Out of this family, one child remained, James Bryson Stevens who would have been 2 years old when his parents and baby brother died leaving him an orphan. He was not named on the gravestone, so I wondered what had happened to him and whether he would even be traceable if he had entered state care. But amazingly he appears alive and well in the 1891 census which records a James B Stevens aged 10 living in Mentone Avenue with Margaret Esplin, the woman his mother had worked for prior to marrying Thomas. She was by that time a widow, living on private means. There is no way of knowing if Margaret Esplin and her former employee Elizabeth had been friends but such an act of kindness and generosity does seem to suggest there was a strong connection between them.
Margaret Esplin died in 1900. What happened next for James Bryson Stevens does then become much more difficult to determine.
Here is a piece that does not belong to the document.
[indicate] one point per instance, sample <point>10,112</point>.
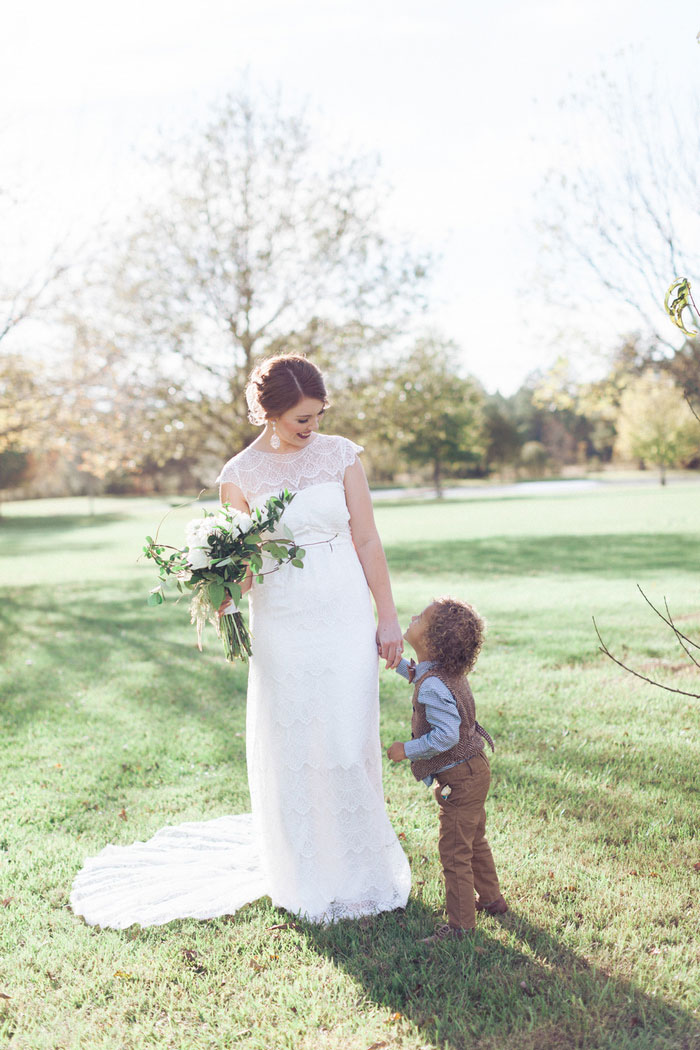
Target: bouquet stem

Frustratingly, he seemed to vanish from Scottish records or records in England. I wondered if he had changed his name, or headed overseas. Interestingly a James Bryson Stevens appears in a Canadian family tree on Ancestry UK. The birth date is slightly out, being recorded as 1883 but the birth place is Edinburgh although the parents are unknown. This James Bryson Stevens marries twice, first to Eliza Elizabeth Sheffield, and then to Ida Mae Reynolds. He has one child with Eliza and nine with Ida. He died in 1954 aged 71 in Toronto, Ontario. The decade between 1901 and 1911 saw the largest loss of population in Scotland by migration in one decade yet recorded. It would be easy to see why a nineteen year old with no family ties in Edinburgh and an uncertain future would look further afield to somewhere like Canada. Is the James Bryson Stevens in Canada the boy who was born in Portobello? With nearly the whole Stevens family disappearing within about 10 years, the idea that James might have survived and gone on to create a whole new life for himself with a large family of his own is a heart-warming one. I certainly hope that this is what happened. But the kindness of Margaret Esplin is much more certain and without her support, it is unlikely that James would have survived to have had any sort of future.